From: Mike Kravetz <mike.kravetz@oracle.com>
To: Michal Hocko <mhocko@kernel.org>
Cc: Guy Shattah <sguy@mellanox.com>,
Christopher Lameter <cl@linux.com>,
linux-mm@kvack.org, linux-kernel@vger.kernel.org,
linux-api@vger.kernel.org,
Marek Szyprowski <m.szyprowski@samsung.com>,
Michal Nazarewicz <mina86@mina86.com>,
"Aneesh Kumar K . V" <aneesh.kumar@linux.vnet.ibm.com>,
Joonsoo Kim <iamjoonsoo.kim@lge.com>,
Anshuman Khandual <khandual@linux.vnet.ibm.com>,
Laura Abbott <labbott@redhat.com>,
Vlastimil Babka <vbabka@suse.cz>
Subject: Re: [RFC PATCH 3/3] mm/map_contig: Add mmap(MAP_CONTIG) support
Date: Mon, 16 Oct 2017 13:32:45 -0700 [thread overview]
Message-ID: <e8cf6227-003d-8a82-8b4d-07176b43810c@oracle.com> (raw)
In-Reply-To: <20171016180749.2y2v4ucchb33xnde@dhcp22.suse.cz>
On 10/16/2017 11:07 AM, Michal Hocko wrote:
> On Mon 16-10-17 10:43:38, Mike Kravetz wrote:
>> Just to be clear, the posix standard talks about a typed memory object.
>> The suggested implementation has one create a connection to the memory
>> object to receive a fd, then use mmap as usual to get a mapping backed
>> by contiguous pages/memory.

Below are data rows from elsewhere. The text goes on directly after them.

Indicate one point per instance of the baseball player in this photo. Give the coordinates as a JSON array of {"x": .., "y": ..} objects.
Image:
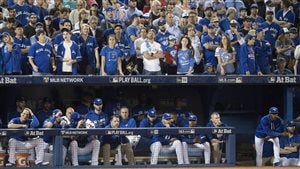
[
  {"x": 192, "y": 141},
  {"x": 114, "y": 141},
  {"x": 289, "y": 146},
  {"x": 83, "y": 145},
  {"x": 217, "y": 140},
  {"x": 21, "y": 143},
  {"x": 165, "y": 143},
  {"x": 97, "y": 118},
  {"x": 269, "y": 128}
]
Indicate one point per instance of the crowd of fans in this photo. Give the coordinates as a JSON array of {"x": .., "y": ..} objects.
[{"x": 154, "y": 37}]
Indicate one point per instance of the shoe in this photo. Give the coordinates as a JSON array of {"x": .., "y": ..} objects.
[
  {"x": 9, "y": 165},
  {"x": 43, "y": 164},
  {"x": 277, "y": 164}
]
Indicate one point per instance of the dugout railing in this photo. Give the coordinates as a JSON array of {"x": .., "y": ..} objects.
[{"x": 58, "y": 134}]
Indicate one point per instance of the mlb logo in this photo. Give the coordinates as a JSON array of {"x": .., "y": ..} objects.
[{"x": 46, "y": 79}]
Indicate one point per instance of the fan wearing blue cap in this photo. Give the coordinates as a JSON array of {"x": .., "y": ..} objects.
[
  {"x": 270, "y": 128},
  {"x": 165, "y": 143},
  {"x": 192, "y": 141},
  {"x": 40, "y": 55},
  {"x": 289, "y": 146},
  {"x": 97, "y": 117},
  {"x": 11, "y": 55},
  {"x": 263, "y": 51},
  {"x": 83, "y": 145},
  {"x": 248, "y": 62},
  {"x": 217, "y": 140}
]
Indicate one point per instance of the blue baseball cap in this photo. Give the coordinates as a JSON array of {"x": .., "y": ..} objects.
[
  {"x": 48, "y": 17},
  {"x": 134, "y": 16},
  {"x": 290, "y": 124},
  {"x": 192, "y": 117},
  {"x": 98, "y": 101},
  {"x": 161, "y": 22},
  {"x": 273, "y": 110},
  {"x": 152, "y": 112},
  {"x": 75, "y": 116},
  {"x": 211, "y": 26},
  {"x": 109, "y": 8},
  {"x": 166, "y": 116}
]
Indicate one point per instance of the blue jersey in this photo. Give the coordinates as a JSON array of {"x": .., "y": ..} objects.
[
  {"x": 32, "y": 122},
  {"x": 87, "y": 50},
  {"x": 162, "y": 39},
  {"x": 42, "y": 116},
  {"x": 272, "y": 31},
  {"x": 185, "y": 60},
  {"x": 189, "y": 139},
  {"x": 113, "y": 140},
  {"x": 99, "y": 120},
  {"x": 111, "y": 56},
  {"x": 132, "y": 30},
  {"x": 75, "y": 55},
  {"x": 247, "y": 60},
  {"x": 267, "y": 127},
  {"x": 262, "y": 53},
  {"x": 163, "y": 139},
  {"x": 12, "y": 59},
  {"x": 288, "y": 17},
  {"x": 209, "y": 55},
  {"x": 22, "y": 13},
  {"x": 220, "y": 137},
  {"x": 41, "y": 54},
  {"x": 59, "y": 38},
  {"x": 123, "y": 45},
  {"x": 128, "y": 123},
  {"x": 286, "y": 141}
]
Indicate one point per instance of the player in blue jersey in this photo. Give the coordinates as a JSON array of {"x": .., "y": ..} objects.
[
  {"x": 23, "y": 11},
  {"x": 68, "y": 55},
  {"x": 210, "y": 42},
  {"x": 263, "y": 51},
  {"x": 90, "y": 63},
  {"x": 165, "y": 143},
  {"x": 269, "y": 128},
  {"x": 40, "y": 55},
  {"x": 217, "y": 140},
  {"x": 195, "y": 142},
  {"x": 21, "y": 143},
  {"x": 285, "y": 16},
  {"x": 96, "y": 118},
  {"x": 185, "y": 57},
  {"x": 111, "y": 58},
  {"x": 83, "y": 145},
  {"x": 24, "y": 44},
  {"x": 289, "y": 146},
  {"x": 120, "y": 142},
  {"x": 11, "y": 55},
  {"x": 248, "y": 63}
]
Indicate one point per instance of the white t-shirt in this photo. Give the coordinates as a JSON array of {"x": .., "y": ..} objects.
[
  {"x": 152, "y": 65},
  {"x": 66, "y": 67}
]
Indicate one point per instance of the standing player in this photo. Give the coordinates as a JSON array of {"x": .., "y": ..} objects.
[
  {"x": 269, "y": 128},
  {"x": 165, "y": 143},
  {"x": 21, "y": 143},
  {"x": 195, "y": 142},
  {"x": 40, "y": 55},
  {"x": 217, "y": 140},
  {"x": 289, "y": 146},
  {"x": 83, "y": 145}
]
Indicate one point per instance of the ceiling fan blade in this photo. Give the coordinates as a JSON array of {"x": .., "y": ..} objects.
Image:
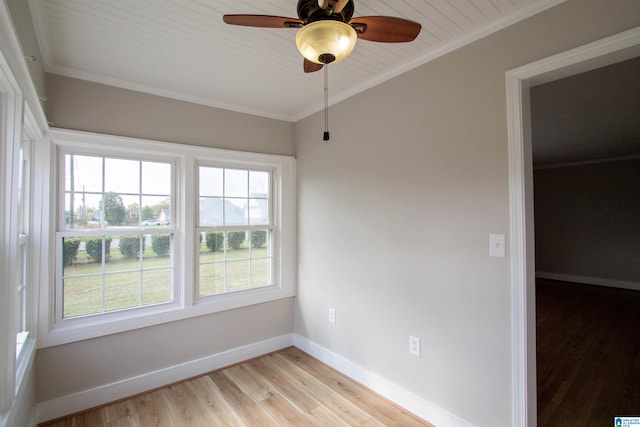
[
  {"x": 263, "y": 21},
  {"x": 386, "y": 29},
  {"x": 341, "y": 5},
  {"x": 311, "y": 67},
  {"x": 335, "y": 5}
]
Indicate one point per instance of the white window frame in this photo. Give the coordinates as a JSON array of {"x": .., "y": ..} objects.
[
  {"x": 227, "y": 228},
  {"x": 16, "y": 122},
  {"x": 54, "y": 330}
]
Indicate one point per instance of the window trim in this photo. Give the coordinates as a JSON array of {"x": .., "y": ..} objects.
[
  {"x": 271, "y": 225},
  {"x": 188, "y": 305}
]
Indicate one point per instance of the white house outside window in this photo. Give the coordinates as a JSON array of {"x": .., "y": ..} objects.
[
  {"x": 236, "y": 230},
  {"x": 114, "y": 257}
]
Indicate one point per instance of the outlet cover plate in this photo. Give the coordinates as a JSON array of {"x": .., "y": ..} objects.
[{"x": 414, "y": 345}]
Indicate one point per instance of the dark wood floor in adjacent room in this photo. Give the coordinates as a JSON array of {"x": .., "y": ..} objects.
[
  {"x": 588, "y": 354},
  {"x": 286, "y": 388}
]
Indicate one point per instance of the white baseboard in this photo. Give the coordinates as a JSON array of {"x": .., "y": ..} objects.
[
  {"x": 80, "y": 401},
  {"x": 389, "y": 390},
  {"x": 597, "y": 281},
  {"x": 86, "y": 399}
]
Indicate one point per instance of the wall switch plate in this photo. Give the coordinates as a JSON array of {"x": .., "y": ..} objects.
[
  {"x": 496, "y": 245},
  {"x": 414, "y": 345},
  {"x": 332, "y": 315}
]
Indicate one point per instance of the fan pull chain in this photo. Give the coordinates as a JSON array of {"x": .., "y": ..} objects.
[{"x": 325, "y": 137}]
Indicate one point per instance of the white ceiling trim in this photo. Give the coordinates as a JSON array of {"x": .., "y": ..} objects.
[
  {"x": 440, "y": 50},
  {"x": 429, "y": 54}
]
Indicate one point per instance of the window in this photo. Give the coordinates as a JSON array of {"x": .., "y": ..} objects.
[
  {"x": 235, "y": 230},
  {"x": 150, "y": 232},
  {"x": 116, "y": 234}
]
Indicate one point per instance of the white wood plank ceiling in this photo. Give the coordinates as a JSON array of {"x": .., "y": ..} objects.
[{"x": 183, "y": 50}]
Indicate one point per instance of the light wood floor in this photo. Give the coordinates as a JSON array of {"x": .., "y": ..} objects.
[
  {"x": 588, "y": 354},
  {"x": 286, "y": 388}
]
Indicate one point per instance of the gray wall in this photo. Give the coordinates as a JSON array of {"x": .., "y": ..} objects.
[
  {"x": 395, "y": 215},
  {"x": 588, "y": 221},
  {"x": 23, "y": 24},
  {"x": 80, "y": 105}
]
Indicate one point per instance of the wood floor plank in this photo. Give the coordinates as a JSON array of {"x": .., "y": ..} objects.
[
  {"x": 588, "y": 346},
  {"x": 331, "y": 400},
  {"x": 378, "y": 407},
  {"x": 285, "y": 388}
]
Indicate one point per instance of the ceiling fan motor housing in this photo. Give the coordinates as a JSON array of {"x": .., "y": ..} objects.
[{"x": 309, "y": 11}]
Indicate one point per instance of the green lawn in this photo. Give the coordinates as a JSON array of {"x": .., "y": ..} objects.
[{"x": 132, "y": 283}]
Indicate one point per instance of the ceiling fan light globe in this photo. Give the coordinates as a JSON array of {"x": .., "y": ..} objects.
[{"x": 324, "y": 39}]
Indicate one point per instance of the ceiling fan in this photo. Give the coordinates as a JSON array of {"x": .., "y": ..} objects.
[{"x": 328, "y": 33}]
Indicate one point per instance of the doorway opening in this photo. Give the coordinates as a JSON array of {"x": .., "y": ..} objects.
[{"x": 613, "y": 49}]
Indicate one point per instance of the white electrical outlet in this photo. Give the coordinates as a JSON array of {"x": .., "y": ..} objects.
[
  {"x": 332, "y": 315},
  {"x": 414, "y": 345}
]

Of course, this type of implementation is
>> not a requirement.
>
> I am not sure that POSIC standard for typed memory is easily
> implementable in Linux. Does any OS actually implement this API?

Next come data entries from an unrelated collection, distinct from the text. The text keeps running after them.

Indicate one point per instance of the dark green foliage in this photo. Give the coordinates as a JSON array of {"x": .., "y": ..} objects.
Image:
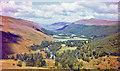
[
  {"x": 48, "y": 55},
  {"x": 19, "y": 63},
  {"x": 56, "y": 63},
  {"x": 48, "y": 32},
  {"x": 31, "y": 59},
  {"x": 90, "y": 30}
]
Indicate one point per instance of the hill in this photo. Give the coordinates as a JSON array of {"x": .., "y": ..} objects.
[
  {"x": 57, "y": 26},
  {"x": 90, "y": 30},
  {"x": 93, "y": 21},
  {"x": 18, "y": 34},
  {"x": 108, "y": 45}
]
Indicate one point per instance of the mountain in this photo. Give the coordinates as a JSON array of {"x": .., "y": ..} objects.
[
  {"x": 91, "y": 27},
  {"x": 57, "y": 26},
  {"x": 18, "y": 34},
  {"x": 109, "y": 44},
  {"x": 93, "y": 21}
]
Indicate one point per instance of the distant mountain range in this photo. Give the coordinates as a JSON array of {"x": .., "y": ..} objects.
[
  {"x": 18, "y": 34},
  {"x": 57, "y": 26},
  {"x": 90, "y": 27},
  {"x": 93, "y": 21}
]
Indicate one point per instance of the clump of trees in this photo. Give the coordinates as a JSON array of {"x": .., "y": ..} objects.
[{"x": 32, "y": 60}]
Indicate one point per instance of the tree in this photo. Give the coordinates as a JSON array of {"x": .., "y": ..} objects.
[
  {"x": 43, "y": 63},
  {"x": 56, "y": 63},
  {"x": 52, "y": 57},
  {"x": 48, "y": 54}
]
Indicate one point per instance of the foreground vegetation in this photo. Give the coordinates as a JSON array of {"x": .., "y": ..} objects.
[{"x": 74, "y": 54}]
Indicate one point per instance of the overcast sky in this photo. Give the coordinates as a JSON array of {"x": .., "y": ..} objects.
[{"x": 60, "y": 11}]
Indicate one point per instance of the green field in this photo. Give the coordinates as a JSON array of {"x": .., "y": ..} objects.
[
  {"x": 72, "y": 39},
  {"x": 66, "y": 48}
]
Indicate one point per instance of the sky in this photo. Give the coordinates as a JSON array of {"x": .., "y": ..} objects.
[{"x": 46, "y": 12}]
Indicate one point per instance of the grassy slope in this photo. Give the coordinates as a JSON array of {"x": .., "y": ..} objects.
[
  {"x": 19, "y": 34},
  {"x": 90, "y": 30},
  {"x": 110, "y": 44}
]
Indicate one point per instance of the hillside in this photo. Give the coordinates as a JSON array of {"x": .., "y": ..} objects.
[
  {"x": 17, "y": 34},
  {"x": 93, "y": 21},
  {"x": 57, "y": 26},
  {"x": 109, "y": 45},
  {"x": 90, "y": 30}
]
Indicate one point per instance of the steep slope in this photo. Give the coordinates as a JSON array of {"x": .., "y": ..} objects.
[
  {"x": 57, "y": 26},
  {"x": 93, "y": 21},
  {"x": 90, "y": 30},
  {"x": 109, "y": 45},
  {"x": 92, "y": 27},
  {"x": 18, "y": 34}
]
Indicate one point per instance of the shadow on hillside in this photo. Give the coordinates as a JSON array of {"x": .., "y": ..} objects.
[{"x": 7, "y": 39}]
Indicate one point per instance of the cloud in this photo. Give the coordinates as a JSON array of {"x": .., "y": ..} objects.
[{"x": 45, "y": 13}]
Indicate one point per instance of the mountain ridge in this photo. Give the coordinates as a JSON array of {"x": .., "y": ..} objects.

A quick search only reveals Blackberry QNX and PlayBook OS.
Also somewhat related. In a earlier thread someone pointed out this
out of tree module used for contiguous allocations in SOC (and other?)
environments. It even has the option of making use of CMA.

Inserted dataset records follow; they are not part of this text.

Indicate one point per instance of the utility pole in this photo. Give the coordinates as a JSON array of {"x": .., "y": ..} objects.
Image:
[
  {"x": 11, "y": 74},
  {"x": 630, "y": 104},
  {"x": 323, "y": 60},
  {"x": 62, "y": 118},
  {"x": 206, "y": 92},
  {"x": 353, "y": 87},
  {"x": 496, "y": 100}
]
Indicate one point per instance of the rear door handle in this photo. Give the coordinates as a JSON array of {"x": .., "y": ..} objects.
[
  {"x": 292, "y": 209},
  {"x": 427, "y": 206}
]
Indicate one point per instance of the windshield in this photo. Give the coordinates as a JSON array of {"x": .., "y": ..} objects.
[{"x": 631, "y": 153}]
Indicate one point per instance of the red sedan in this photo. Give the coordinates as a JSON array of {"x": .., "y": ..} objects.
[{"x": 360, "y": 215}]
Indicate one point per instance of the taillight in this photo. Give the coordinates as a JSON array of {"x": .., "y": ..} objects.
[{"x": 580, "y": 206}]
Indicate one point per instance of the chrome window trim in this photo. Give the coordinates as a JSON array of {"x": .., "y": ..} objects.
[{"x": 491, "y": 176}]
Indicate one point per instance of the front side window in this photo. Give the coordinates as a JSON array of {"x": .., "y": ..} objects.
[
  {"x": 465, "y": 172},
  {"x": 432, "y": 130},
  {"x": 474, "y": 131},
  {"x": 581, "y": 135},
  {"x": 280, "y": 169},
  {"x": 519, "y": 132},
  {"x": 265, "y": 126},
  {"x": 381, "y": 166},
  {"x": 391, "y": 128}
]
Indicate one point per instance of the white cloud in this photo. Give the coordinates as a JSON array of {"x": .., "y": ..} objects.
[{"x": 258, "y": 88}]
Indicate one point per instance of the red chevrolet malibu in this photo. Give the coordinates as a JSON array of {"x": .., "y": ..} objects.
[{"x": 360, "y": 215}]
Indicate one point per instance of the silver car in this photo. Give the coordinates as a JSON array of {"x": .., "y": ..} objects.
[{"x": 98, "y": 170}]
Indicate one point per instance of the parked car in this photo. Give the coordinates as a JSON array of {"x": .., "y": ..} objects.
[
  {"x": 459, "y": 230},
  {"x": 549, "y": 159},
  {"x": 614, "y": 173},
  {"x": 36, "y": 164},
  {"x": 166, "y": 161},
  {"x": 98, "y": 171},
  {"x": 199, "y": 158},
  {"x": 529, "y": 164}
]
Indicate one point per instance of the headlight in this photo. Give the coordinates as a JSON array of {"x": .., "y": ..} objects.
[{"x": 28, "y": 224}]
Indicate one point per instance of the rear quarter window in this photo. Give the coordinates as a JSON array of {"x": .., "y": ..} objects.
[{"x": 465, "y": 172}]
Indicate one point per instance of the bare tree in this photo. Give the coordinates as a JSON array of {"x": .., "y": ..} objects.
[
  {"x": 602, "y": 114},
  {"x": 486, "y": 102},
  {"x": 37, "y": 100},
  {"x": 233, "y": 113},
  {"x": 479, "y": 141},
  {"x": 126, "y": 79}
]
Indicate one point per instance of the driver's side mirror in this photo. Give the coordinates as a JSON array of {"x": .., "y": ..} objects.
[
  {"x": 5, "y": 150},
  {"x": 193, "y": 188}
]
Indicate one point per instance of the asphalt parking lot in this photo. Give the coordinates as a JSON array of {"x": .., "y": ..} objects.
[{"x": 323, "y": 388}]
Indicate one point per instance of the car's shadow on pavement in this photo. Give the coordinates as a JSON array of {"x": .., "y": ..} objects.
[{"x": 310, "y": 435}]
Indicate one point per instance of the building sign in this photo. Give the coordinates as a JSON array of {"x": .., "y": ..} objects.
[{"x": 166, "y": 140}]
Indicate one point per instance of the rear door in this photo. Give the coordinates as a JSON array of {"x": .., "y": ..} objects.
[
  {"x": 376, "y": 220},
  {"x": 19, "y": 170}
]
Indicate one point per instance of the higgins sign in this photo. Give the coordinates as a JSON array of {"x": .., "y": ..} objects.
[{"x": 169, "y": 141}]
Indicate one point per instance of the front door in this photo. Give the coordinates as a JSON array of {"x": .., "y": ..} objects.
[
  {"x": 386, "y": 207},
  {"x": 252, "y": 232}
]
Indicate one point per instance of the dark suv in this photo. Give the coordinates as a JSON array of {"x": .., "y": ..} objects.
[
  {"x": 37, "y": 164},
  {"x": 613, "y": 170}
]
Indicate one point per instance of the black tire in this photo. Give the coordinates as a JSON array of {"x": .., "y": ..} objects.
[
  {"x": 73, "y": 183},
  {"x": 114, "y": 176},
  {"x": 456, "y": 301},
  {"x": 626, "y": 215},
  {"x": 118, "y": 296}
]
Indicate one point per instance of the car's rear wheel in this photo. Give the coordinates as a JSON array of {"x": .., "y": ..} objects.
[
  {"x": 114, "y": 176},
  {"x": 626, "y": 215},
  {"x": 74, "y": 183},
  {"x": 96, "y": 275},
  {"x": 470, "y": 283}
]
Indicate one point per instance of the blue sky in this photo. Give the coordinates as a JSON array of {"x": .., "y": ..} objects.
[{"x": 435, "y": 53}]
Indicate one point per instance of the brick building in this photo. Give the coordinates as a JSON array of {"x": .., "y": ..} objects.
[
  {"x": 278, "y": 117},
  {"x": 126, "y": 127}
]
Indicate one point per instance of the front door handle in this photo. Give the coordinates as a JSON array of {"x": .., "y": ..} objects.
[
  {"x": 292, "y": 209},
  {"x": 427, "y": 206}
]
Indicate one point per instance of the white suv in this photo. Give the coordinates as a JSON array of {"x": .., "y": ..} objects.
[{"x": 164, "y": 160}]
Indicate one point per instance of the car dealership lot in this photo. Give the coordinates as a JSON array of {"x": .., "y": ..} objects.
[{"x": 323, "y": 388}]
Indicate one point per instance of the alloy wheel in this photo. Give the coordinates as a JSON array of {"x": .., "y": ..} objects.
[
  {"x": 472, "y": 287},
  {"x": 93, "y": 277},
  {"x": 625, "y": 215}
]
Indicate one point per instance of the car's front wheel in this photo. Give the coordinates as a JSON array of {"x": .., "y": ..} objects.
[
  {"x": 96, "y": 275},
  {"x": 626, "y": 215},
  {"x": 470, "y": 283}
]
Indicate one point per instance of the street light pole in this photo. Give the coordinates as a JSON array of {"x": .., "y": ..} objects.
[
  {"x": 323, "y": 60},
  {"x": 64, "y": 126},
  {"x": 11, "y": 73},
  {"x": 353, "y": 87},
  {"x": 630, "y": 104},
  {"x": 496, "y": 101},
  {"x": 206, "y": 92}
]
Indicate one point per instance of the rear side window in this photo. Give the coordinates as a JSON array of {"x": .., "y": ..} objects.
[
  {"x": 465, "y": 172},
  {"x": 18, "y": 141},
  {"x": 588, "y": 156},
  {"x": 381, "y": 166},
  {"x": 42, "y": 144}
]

http://processors.wiki.ti.com/index.php/CMEM_Overview
>> However, this type of implementation looks quite a
>> bit like hugetlbfs today.
>> - Both require opening a special file/device, and then calling mmap on
>> the returned fd. You can technically use mmap(MAP_HUGETLB), but that
>> still ends up using hugetbfs. BTW, there was resistance to adding the
>> MAP_HUGETLB flag to mmap.
>
> And I think we shouldn't really shape any API based on hugetlb.
Agree. I only wanted to point out the similarities.
But, it does make me wonder how much of a benefit hugetlb 1G pages would
make in the the RDMA performance comparison. The table in the presentation
show a average speedup of something like 27% (or so) for contiguous allocation
which I assume are 2GB in size. Certainly, using hugetlb is not the ideal
case, just wondering if it does help and how much.
>> - Allocation of contiguous memory is much like 'on demand' allocation of
>> huge pages. There are some (not many) users that use this model. They
>> attempt to allocate huge pages on demand, and if not available fall back
>> to base pages. This is how contiguous allocations would need to work.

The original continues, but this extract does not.